Her opponents included the medical and legal communities, religious leaders, and other birth control advocates, but her strongest opposition came from the Roman Catholic Church. Pope Pius XI's encyclical, Casti connubii (1930), codified the traditional Catholic views that artificial contraception is immoral and the purpose of marriage is to procreate. This doctrine, written partially in reaction to Stopes, was reaffirmed in Pope Paul VI's encyclical, Humanae vitae (1968). Stopes further irked Catholics because, unlike most other early advocates of birth control, she did not oppose abortion.

She never succeeded against Catholicism but did manage to influence other churches. The Lambeth Conference of the Anglican Communion officially accepted the idea of birth control in 1958, just before her death.

Stopes was a prolific author. Among her books are Married Love: A New Contribution to the Solution of Sex Difficulties (1918), Wise Parenthood: A Sequel to "Married Love"; A Book for Married People (1919), Radiant Motherhood: A Book for Those Who Are Creating the Future (1920), Contraception (Birth Control): Its Theory, History and Practice (1923), The Human Body (1926), Sex and the Young (1926), Enduring Passion: Further New Contributions to the Solution of Sex Difficulties (1928), Mother England: A Contemporary History (1929), Roman Catholic Methods of Birth Control (1933), Birth Control To-Day (1934), Marriage in My Time (1935), Change of Life in Men and Women (1936), and Your Baby's First Year (1939).

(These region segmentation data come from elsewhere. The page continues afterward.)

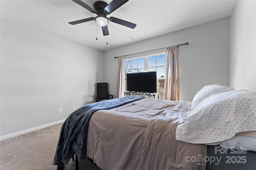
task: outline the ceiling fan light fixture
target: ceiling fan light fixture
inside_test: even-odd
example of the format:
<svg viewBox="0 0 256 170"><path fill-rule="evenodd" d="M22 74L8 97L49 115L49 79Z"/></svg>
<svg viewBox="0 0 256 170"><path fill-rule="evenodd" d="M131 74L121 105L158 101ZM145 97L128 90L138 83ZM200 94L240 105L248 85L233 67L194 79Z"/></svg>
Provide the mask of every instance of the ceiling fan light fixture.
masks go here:
<svg viewBox="0 0 256 170"><path fill-rule="evenodd" d="M108 23L108 20L105 17L99 16L96 18L96 22L99 25L104 27Z"/></svg>

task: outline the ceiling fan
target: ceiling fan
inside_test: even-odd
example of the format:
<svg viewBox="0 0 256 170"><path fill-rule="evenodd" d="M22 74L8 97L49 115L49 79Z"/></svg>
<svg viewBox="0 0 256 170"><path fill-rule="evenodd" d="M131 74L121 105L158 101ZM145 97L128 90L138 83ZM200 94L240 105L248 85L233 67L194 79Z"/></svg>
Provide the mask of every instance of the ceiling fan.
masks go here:
<svg viewBox="0 0 256 170"><path fill-rule="evenodd" d="M81 0L72 0L93 13L96 14L98 16L95 18L91 17L68 23L71 25L76 25L88 21L95 20L98 25L101 26L104 35L109 35L108 28L108 23L109 21L132 29L134 28L136 26L136 24L126 21L113 17L109 18L107 17L108 15L114 11L128 1L129 0L114 0L109 4L108 4L107 3L104 1L96 1L93 4L93 8Z"/></svg>

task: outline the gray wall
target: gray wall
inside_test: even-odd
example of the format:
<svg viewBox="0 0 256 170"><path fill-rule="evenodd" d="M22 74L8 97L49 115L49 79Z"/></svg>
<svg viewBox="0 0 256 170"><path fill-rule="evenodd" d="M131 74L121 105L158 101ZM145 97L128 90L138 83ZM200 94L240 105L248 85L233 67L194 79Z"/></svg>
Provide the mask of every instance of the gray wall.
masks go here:
<svg viewBox="0 0 256 170"><path fill-rule="evenodd" d="M114 57L165 47L179 47L180 100L192 101L205 85L229 85L229 18L170 33L105 51L104 79L116 95L118 59Z"/></svg>
<svg viewBox="0 0 256 170"><path fill-rule="evenodd" d="M239 1L230 17L230 85L256 94L256 1Z"/></svg>
<svg viewBox="0 0 256 170"><path fill-rule="evenodd" d="M66 119L72 106L94 102L103 56L1 20L1 136Z"/></svg>

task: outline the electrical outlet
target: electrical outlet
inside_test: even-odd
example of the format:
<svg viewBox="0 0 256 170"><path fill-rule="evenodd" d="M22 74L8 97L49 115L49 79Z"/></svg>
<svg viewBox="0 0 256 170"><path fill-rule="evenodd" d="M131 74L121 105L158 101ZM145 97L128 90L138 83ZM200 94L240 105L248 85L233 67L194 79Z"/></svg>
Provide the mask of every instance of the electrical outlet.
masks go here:
<svg viewBox="0 0 256 170"><path fill-rule="evenodd" d="M61 112L62 112L62 109L61 109L61 108L59 108L58 109L58 113L60 113Z"/></svg>

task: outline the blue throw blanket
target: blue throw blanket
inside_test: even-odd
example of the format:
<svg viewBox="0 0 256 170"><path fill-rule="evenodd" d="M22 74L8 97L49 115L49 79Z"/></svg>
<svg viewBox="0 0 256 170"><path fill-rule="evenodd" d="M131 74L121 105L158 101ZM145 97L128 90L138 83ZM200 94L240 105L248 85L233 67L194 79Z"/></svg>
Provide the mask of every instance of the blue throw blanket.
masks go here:
<svg viewBox="0 0 256 170"><path fill-rule="evenodd" d="M99 110L112 109L144 98L126 96L85 105L76 110L63 123L60 134L53 164L57 170L63 170L65 165L61 161L66 159L70 150L78 156L80 161L86 159L87 135L90 120L92 114Z"/></svg>

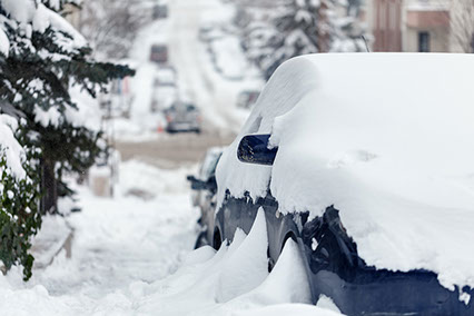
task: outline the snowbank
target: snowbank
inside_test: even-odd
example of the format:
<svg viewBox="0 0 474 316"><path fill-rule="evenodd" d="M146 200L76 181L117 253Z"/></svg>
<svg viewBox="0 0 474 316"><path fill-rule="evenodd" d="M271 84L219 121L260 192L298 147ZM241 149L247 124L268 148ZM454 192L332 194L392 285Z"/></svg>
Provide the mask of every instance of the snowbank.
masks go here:
<svg viewBox="0 0 474 316"><path fill-rule="evenodd" d="M0 275L2 315L339 315L302 304L310 302L309 287L292 240L268 274L263 211L248 236L237 230L219 251L192 251L198 211L185 171L130 161L120 167L116 199L76 188L82 211L66 219L75 229L71 258L36 267L28 283L17 267ZM157 197L121 195L134 181ZM61 221L46 218L45 228L58 231L37 241L60 233Z"/></svg>
<svg viewBox="0 0 474 316"><path fill-rule="evenodd" d="M219 203L271 194L280 211L327 206L368 265L474 287L473 56L312 55L284 63L223 155ZM273 167L237 160L271 134Z"/></svg>
<svg viewBox="0 0 474 316"><path fill-rule="evenodd" d="M18 122L14 118L8 115L0 115L0 150L3 150L6 155L8 169L11 170L17 178L24 178L27 176L22 167L24 151L13 135L17 128Z"/></svg>

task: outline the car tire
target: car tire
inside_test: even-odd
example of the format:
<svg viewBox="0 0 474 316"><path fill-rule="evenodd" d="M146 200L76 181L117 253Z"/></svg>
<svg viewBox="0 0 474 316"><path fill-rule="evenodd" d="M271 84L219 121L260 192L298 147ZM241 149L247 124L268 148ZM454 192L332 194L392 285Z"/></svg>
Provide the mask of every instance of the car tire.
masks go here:
<svg viewBox="0 0 474 316"><path fill-rule="evenodd" d="M206 240L206 231L201 231L199 233L198 237L196 238L196 243L195 243L195 249L200 248L203 246L208 245L207 240Z"/></svg>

Her interest in eugenics was extreme. She founded the Society for Constructive Birth Control and Racial Progress in 1921 and after 1937 was a Life Fellow of the British Eugenics Society. She advocated the involuntary sterilization of anyone she deemed "unfit" for parenthood, including lunatics, idiots, addicts, subversives, criminals, and half-breeds. She disinherited her son, Harry Stopes Roe, because he married a woman with bad eyesight.

She was plagued throughout her public life by charges of anti-Semitism, political conservatism, and egomania. Many of these charges came from left-leaning rivals within the birth control movement, such as Margaret Sanger (1879-1966) and Havelock Ellis (1859-1939). Despite the ulterior motives of her accusers, a kernel of truth exists in what they said about her.